The short night caught up with us and we were back at our campsite, cooked and ate dinner, and went to bed by 7pm. Sleeping in the min-van continues to be a good plan, especially when we got up to frost some places on the ground.

Saturday October 31st…neither of us had ever spent Halloween camping before, but is was a picture perfect fall day.

We went to The General Grant Grove in Kings Canyon National Park and both thought it was such a lovely grove of giant sequoias. There was one big tree after another, many in groups. We had the chance to watch a herd of mule deer for a long time, feeding among the big trees. We shared the moment with a family from Japan.

We were struck again about how truly huge these trees really are. The interpretive writers were obviously struggling with the challenge of communicating this size. The trunk of the General Grant tree was described as having the volume equal to that of millions of ping pong balls. They are as tall as a 27-story building, taller than the Statue of Liberty. Redwood trees are taller, but mass-wise, these are the largest growing thing s on the planet. And they live for 2-3000 years!

We descended down into Kings Canyon, one of the deepest canyons in the country. Down, down we went, descending over 5000 feet. Lunch was a picnic beside Grizzly Falls, a charming waterfalls surround by fall colors. The canyon became more impressive the deeper into it we drove. John Muir wrote that this valley, at the bottom, was even grander than his beloved Yosemite Valley.

At Road’s End, just a few miles into the national park, we parked and then followed a delightful trail 2 miles to a fork in the valley. This valley and trail were so peaceful, so inspiring. We were alternating between deep forest and meadows, always surrounded by steep cliffs on either side. By mid-afternoon, the shadows were quickly lengthening, and we realized we needed to leave this magical pace and get back to our car and then campsite. The drive back was stunning again, including the sun setting over the foothills and the Central Valley while on the otherwise the nearly full moon was rising shining above the tress and the mountains. Wow!

Dinner was made after dark, with light provided by a battery and our plug in jack-o-lantern. Halloween was properly celebrated by a hooting of a genuine owl over the course of the evening. We spent several hours talking and snuggling by the campfire, until we reluctantly went to bed, having burned nearly all of our wood as the temperature dropped to nearly freezing!

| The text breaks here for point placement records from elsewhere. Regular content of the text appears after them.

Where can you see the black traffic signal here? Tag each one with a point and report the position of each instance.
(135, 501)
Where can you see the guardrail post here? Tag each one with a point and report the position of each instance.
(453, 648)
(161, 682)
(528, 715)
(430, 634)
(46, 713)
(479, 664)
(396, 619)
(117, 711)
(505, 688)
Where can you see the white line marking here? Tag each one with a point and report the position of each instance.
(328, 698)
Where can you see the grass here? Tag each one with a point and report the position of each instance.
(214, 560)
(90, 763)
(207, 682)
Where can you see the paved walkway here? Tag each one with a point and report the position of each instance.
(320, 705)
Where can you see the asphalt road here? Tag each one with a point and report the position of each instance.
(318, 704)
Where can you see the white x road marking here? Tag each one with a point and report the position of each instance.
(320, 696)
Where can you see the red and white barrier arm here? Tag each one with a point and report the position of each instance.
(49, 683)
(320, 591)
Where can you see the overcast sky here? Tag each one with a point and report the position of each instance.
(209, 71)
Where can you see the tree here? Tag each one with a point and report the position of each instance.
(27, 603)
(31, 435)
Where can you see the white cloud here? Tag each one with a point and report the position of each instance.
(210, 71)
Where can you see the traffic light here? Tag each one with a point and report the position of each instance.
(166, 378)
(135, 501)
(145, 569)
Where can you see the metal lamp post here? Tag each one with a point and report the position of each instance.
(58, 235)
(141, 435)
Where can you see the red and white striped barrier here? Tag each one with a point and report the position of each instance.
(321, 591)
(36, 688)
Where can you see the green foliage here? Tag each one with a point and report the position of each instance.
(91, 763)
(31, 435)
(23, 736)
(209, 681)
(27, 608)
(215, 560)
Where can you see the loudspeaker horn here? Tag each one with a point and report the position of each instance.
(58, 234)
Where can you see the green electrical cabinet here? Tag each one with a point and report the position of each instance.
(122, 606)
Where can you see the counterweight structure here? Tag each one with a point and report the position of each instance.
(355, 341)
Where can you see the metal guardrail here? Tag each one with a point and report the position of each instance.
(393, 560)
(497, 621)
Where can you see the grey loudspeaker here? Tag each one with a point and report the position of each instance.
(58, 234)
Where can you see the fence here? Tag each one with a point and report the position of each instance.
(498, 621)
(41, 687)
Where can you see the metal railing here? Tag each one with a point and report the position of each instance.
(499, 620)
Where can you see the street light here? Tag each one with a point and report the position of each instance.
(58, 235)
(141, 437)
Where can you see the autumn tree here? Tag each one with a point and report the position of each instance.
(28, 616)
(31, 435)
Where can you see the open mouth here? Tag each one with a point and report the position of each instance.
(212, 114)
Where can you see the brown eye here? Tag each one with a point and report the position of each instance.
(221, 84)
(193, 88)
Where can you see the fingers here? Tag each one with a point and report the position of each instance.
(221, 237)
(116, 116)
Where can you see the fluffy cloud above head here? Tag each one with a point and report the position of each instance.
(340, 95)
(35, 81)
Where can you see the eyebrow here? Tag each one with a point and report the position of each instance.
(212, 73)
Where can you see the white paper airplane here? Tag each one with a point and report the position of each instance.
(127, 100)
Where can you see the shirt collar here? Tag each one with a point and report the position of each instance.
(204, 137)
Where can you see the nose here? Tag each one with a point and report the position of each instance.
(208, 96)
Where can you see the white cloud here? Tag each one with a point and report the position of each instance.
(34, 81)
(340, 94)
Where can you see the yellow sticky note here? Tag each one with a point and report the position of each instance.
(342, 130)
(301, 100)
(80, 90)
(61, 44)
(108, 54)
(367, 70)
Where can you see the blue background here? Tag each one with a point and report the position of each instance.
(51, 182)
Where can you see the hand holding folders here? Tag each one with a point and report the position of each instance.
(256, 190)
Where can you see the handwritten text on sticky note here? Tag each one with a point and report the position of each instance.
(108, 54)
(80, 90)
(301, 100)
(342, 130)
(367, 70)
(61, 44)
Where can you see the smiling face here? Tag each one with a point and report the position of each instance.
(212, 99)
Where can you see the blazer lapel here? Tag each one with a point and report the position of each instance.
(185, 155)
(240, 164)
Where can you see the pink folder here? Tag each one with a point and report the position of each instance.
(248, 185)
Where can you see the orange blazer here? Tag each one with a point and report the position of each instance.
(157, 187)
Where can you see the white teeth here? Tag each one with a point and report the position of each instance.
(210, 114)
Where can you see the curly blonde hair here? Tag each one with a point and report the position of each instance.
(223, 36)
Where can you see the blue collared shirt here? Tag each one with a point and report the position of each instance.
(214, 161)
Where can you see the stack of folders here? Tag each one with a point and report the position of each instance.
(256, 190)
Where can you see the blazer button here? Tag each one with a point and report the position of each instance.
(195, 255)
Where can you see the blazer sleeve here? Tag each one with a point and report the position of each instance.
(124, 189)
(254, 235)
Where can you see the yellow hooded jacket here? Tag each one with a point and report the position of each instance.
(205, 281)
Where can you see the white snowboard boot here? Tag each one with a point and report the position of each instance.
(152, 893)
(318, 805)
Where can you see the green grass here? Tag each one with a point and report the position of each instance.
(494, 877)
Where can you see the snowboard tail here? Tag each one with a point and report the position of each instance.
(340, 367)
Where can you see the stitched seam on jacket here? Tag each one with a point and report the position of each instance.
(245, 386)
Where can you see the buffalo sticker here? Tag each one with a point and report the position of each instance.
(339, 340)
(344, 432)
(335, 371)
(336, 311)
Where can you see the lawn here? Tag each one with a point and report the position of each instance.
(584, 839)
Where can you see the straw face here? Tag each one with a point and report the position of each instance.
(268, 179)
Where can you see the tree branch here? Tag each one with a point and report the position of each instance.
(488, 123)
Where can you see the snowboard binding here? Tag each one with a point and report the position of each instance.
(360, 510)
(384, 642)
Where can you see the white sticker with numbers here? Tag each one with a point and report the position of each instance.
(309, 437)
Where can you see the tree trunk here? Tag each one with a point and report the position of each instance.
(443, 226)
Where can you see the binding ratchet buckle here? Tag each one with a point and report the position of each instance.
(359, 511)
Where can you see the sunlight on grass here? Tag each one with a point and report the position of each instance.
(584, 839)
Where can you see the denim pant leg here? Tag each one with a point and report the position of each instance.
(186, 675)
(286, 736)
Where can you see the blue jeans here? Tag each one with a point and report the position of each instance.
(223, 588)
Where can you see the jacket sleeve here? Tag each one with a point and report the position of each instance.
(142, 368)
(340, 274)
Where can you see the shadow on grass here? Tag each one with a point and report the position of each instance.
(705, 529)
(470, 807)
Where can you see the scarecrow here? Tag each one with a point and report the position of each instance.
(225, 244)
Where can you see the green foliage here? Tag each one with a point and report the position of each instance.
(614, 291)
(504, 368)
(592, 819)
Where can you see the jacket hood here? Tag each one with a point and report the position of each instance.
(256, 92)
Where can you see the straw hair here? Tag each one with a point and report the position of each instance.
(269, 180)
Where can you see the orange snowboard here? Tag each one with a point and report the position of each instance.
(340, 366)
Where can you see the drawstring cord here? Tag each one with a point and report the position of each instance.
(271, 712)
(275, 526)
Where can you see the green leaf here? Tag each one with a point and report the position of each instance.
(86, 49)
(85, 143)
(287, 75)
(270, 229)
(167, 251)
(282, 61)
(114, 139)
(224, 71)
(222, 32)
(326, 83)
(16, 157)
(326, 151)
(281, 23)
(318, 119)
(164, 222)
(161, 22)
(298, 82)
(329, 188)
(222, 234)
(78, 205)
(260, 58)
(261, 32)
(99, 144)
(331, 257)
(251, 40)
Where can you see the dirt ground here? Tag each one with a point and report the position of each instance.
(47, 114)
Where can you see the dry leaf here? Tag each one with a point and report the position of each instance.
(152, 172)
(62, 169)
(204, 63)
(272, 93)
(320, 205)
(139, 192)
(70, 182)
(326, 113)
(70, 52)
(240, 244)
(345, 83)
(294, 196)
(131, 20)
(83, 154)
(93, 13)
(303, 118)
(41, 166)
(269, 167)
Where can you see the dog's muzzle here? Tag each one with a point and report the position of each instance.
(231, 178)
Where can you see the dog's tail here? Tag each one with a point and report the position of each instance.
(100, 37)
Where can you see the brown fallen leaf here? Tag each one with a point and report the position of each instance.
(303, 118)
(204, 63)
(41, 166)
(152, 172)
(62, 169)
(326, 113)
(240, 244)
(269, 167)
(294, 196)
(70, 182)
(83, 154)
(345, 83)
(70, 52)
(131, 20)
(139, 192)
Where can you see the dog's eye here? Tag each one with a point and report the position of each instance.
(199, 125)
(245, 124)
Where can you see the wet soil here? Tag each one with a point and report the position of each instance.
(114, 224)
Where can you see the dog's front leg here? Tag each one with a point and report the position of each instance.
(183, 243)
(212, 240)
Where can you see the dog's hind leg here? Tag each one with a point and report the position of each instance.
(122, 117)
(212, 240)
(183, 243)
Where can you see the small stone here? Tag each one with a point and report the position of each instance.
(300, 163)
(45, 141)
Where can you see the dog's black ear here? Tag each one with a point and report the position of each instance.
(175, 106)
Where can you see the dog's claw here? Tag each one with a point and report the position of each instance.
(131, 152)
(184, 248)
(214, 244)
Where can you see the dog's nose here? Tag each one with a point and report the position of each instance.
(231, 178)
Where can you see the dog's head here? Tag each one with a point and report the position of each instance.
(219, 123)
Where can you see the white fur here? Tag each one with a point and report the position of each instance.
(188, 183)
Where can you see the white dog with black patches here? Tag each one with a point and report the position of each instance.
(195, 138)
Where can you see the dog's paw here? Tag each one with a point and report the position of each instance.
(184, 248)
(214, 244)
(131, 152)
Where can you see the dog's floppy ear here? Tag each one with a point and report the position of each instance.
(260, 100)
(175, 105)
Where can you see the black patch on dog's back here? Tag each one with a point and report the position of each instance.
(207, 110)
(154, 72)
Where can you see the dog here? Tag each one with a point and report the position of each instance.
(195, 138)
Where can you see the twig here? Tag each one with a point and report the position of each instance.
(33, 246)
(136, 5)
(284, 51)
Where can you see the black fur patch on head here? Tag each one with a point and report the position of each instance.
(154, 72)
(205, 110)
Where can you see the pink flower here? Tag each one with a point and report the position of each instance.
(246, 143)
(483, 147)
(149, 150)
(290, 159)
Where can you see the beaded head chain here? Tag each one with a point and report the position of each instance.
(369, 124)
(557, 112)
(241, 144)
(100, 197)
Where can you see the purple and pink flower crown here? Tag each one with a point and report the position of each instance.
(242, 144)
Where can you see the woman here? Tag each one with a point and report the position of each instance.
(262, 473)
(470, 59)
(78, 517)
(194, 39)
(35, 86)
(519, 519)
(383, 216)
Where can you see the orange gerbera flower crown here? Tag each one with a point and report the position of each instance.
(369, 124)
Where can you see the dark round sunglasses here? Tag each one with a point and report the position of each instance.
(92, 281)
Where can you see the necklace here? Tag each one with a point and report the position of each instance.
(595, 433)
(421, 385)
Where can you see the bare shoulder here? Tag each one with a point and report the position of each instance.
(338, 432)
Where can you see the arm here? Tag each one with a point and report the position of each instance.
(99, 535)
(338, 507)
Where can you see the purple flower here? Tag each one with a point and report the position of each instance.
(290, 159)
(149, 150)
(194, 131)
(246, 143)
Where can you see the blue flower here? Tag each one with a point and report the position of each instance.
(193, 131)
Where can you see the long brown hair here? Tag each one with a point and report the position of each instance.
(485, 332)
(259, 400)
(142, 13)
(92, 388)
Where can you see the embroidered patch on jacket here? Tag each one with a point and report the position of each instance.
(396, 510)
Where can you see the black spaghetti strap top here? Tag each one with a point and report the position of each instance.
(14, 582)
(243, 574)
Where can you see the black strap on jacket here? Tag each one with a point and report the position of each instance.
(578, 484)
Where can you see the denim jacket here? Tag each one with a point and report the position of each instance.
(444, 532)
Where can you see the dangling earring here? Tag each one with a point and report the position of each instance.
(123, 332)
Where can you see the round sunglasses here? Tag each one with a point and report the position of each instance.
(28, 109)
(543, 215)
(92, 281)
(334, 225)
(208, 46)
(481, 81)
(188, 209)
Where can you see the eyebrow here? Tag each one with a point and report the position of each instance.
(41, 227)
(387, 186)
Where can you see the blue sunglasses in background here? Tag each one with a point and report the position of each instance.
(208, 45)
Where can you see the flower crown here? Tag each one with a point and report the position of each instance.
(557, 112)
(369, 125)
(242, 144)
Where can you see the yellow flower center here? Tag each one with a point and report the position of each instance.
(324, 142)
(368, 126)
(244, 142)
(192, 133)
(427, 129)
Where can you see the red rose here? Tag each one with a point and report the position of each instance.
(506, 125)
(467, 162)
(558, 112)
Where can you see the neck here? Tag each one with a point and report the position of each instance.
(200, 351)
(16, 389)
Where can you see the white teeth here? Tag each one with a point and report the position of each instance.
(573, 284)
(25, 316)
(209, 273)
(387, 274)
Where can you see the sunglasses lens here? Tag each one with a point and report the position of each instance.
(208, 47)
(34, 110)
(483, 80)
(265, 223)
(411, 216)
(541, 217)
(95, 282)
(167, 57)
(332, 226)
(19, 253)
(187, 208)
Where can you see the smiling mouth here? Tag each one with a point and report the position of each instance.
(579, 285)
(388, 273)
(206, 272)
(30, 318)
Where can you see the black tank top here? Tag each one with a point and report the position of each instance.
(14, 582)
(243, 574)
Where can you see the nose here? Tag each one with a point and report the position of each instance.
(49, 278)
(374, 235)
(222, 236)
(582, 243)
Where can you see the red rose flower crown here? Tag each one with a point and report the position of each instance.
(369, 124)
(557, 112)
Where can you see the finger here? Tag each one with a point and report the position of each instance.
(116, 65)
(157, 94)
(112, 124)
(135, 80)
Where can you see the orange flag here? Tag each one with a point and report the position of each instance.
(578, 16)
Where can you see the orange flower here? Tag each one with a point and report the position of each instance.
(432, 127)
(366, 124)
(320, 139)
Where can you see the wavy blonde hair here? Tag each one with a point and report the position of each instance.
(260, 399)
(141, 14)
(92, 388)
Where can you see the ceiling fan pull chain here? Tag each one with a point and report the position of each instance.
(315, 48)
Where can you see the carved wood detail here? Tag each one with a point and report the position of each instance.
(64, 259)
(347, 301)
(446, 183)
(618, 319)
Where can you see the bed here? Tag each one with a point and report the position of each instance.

Morning brought another perfect day, but we had to pack up and leave. Why? Because we had to get home to go to a marvelous concert in San Diego’s Symphony Hall. It was a special concert of Mariachi Music to commemorate the Mexican celebration of the Day of the Dead, El Día de los Muertos or All Souls' Day. It is a wonderful time to feel closer to those who have passed away. We so appreciate learning how other cultures respond to these important life experiences.